While quotes go a long way to winning work profitably, WessDel has also been able to use Harmoni to fulfill traceability requirements. McKay describes Harmoni as a full MES system in this context, as it handles revision control and distribution of programs, work instructions and check sheets.

With program loading, “You’re taking human error out of the equation,” McKay says. The system automatically tracks up-to-date versions of part programs, including any necessary per-machine variations, and sends these to the machines. It loads the part programs by emulating a USB drive — albeit one that only includes the correct program. Harmoni Co-Founder David Caputo says that this not only eliminates the potential for outdated programs to be drifting around the shop floor, it also helps shops meet stringent process control certification requirements. The program management capabilities are also bidirectional, with any changes an operator makes on the shop floor pinging back to the engineering team for approval. What’s more, when engineering accepts these changes (or makes any others), users who log in to that job then get an alert to inform them of the changes to the program. This goes a long way toward ensuring standardization, as machinists can’t simply fall back into what they remembered doing the previous day.

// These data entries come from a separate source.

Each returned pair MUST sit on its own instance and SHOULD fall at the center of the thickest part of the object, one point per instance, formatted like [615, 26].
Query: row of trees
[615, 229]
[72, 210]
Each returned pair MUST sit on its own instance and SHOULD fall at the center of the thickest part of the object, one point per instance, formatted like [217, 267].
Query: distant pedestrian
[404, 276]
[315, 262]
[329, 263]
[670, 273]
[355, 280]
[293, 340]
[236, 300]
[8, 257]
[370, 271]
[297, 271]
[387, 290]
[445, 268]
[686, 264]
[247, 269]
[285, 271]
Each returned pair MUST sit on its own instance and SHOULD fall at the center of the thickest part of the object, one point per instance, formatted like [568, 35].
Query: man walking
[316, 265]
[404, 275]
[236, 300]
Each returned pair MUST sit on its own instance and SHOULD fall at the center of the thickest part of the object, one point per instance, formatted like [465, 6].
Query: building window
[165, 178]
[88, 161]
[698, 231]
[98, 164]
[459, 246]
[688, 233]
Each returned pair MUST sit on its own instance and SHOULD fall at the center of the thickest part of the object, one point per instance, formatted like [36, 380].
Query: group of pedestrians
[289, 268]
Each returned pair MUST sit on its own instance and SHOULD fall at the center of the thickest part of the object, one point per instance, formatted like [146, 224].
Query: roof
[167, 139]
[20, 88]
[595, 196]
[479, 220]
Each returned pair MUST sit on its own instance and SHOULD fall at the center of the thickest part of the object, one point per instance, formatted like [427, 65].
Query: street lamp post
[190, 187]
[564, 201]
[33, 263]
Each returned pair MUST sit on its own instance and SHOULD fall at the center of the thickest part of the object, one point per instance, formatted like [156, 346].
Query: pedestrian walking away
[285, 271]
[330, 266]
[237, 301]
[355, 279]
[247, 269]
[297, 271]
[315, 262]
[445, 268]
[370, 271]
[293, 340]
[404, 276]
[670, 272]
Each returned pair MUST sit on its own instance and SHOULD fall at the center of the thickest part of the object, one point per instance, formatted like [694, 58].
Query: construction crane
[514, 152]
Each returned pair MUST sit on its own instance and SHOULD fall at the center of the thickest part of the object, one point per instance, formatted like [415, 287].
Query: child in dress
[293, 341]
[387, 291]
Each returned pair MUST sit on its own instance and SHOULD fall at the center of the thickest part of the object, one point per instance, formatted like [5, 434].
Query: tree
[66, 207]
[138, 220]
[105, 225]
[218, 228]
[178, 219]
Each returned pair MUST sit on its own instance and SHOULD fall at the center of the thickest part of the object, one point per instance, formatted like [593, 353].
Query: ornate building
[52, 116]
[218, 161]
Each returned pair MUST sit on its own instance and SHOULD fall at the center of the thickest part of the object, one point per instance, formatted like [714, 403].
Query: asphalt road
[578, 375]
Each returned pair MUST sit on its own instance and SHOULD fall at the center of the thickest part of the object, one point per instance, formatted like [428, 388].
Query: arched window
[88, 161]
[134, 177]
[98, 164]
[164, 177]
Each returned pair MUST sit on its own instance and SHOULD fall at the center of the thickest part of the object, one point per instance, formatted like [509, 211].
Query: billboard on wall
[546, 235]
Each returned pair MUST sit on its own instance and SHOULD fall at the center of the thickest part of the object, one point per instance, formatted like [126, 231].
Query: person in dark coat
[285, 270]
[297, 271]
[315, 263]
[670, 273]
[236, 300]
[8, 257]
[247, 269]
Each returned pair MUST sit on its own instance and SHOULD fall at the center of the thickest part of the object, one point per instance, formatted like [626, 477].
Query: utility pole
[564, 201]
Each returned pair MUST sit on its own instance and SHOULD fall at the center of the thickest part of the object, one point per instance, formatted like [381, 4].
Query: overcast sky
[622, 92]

WessDel has also standardized processes by using Harmoni’s “work instructions” feature. This feature uses the screen on the Harmoni device to provide visual aides about fixturing, clamping spots and other setup necessities. McKay says that this immediately proved useful, as during staff training on the system multiple machinists mentioned that they had been following their own, different setup strategies for years. The team determined which of these strategies to include in the work instructions, and now all machinists know how parts are meant to be set up and which tools to use at each machining step, improving traceability and consistency.

A Harmoni box connected with a Haas machine, with the machine control in the background.

Harmoni can track jobs and machinists across the shop floor using RFID tags, pulling up the programs which correspond to nearby jobs. The system also includes a multi-factor authentication system where certain jobs can be “locked down.” This means that only people with the proper clearance or training can clock in to those jobs or access sensitive data such as their programs and work instructions.

Quality Part After Quality Part

Harmoni also includes digital check sheets, which enable WessDel’s machinists to track their parts’ critical dimensions before they go to quality control. This can save time as machinists catch out of spec parts early before potential issues propagate through entire batches of parts. This reduces scrap while freeing the quality department to focus on parts’ difficult dimensions.

As with the tooling in the work instructions, the check sheets indicate which inspection tooling to use at the current stage in the process. WessDel’s inspection tooling includes Bluetooth-enabled calipers and other Bluetooth-enabled inspection devices. This marks another area where Harmoni can eliminate paper from the shop floor, as these devices deliver information directly to the system, which automatically builds a spreadsheet that indicates in real time whether a part is in tolerance across its dimensions.

Pushing Shop Limits

The shop’s repeatability and improved consistency in meeting tight tolerances has caught the eye of some of its frequent clients, and McKay says that one OEM recently offered WessDel the opportunity to enter a mentor-protégé program that could see the shop upskilling to meet tolerances down to millionths of an inch.

But even beyond opening new doors, McKay says the data visibility and accuracy within Harmoni have been vital to planning for the shop’s future. By cross-checking OEE with future work in its backlog, WessDel has been able to determine which machine groups would be overtaxed in its near future and use this information to guide purchasing decisions. Already, the shop has added two vertical Haas mills to ensure it can continue meeting its lead times.

“It really comes down to the data accuracy,” McKay says. “At the end of the day, that’s what we need to make good decisions.” From time clocks to program revisions to quality, the shop says it has found what it needed, and it is on its way to meeting its revenue goals.